The IntelSight color-codes items so that human pickers can more easily sort them by hand. | Courtesy of Neatco Engineering Services

Neatco Engineering Services is using a combination of human and machine learning to improve e-scrap sorting. 

Taking sortation fully automatic is expensive, a press release noted, and retaining a human labor force skilled in sorting is difficult. 
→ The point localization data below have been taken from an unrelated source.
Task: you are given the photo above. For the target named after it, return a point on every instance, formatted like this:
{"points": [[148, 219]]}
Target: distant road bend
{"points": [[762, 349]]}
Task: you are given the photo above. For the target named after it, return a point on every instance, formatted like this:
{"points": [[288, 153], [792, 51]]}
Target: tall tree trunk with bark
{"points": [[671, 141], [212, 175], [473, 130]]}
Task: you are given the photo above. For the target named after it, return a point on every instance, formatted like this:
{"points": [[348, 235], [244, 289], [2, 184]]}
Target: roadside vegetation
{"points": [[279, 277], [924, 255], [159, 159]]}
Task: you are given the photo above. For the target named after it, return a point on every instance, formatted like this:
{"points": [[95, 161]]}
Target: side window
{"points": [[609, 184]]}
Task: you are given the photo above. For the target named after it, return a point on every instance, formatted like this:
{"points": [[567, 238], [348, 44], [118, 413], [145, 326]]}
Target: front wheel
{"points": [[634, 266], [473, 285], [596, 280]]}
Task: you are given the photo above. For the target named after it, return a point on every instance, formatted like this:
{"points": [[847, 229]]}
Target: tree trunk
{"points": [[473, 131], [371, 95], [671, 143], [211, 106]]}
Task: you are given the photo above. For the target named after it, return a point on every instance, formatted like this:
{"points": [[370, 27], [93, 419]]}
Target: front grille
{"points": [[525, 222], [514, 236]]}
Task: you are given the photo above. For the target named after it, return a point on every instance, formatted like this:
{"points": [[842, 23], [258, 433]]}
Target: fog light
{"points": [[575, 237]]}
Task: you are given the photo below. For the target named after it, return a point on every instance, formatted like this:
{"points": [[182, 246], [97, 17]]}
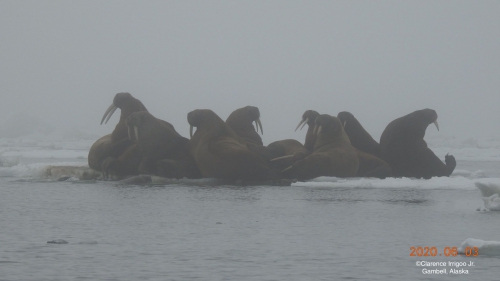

Neatco’s AI-vision Controller, IntelSight, uses deep learning networks to color-code items based on how they should be sorted. Instead of the machine moving the objects directly, a human picker puts them in the correct bin after they have been identified.

“The advantages of this intermediate solution are a drastic reduction in training required to perform complex sorting tasks,” the press release noted.

This method can be particularly useful for batteries and printed circuit boards. 

IntelSight can also perform data collection, analytics, tracking and reporting, which will be useful as more extended producer responsibility laws are passed that require OEMs to track recycling data. 

Neatco noted that its technology is also useful for OEM detection, identifying devices with embedded batteries, hazard detection prior to shredding, and identifying contamination in aluminum and ferrous lines. 

The system’s proprietary AI-Assisted Sorting technology is scalable and compatible with common machine vision standards, the press release stated. It’s user-friendly, meaning it’s easy to install, train, maintain and operate without the need for special AI skills.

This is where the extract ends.